0 Replies Latest reply on Sep 15, 2001 1:29 PM by Alexander Sparkowsky

    Jboss 2.4.1a - Tomcat 3.2.2 principal=null

    Alexander Sparkowsky Newbie


      I have to come up with a problem we have since we use jboss (2.2.2 till now 2.4.1a).

      We have an application which consist of a server, a web-application (call it A) which authenticates using the SecurityDomain mechanism and another web-application (B) which logs into the server unsing a LoginContext().

      With A a SecurityException (principal=null) occures sporatically manly when the user doesn't send a request for a few minutes but before sessiontimeout is reached.

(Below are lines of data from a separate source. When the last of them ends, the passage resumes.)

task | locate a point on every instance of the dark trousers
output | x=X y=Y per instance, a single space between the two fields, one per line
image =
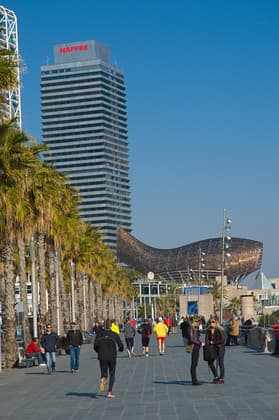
x=219 y=363
x=108 y=366
x=194 y=364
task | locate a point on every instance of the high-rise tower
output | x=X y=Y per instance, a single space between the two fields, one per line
x=85 y=128
x=11 y=107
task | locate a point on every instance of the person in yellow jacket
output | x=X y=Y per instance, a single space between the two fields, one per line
x=161 y=331
x=114 y=327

      With B the same exception occures more often. It consists of two requests. The first request logs into the server and creates a statefull SessionBeans (which itself creates Session- and EntityBeans) the second request useses this beans. The second request often failed untill Version 2.4.1(a) and fails everytime with JBoss 2.4.1a. I found out that the second request works everytime when I do a myLoginContext.login() just before the first call to my SessionBean.

      Unfortunately I'm not able to make this call in Servlet A as long as I do not start using a LoginContext.

      Do I really have to call myLoginContext.login() for each request, or is it a bug (or a feature ;-) )?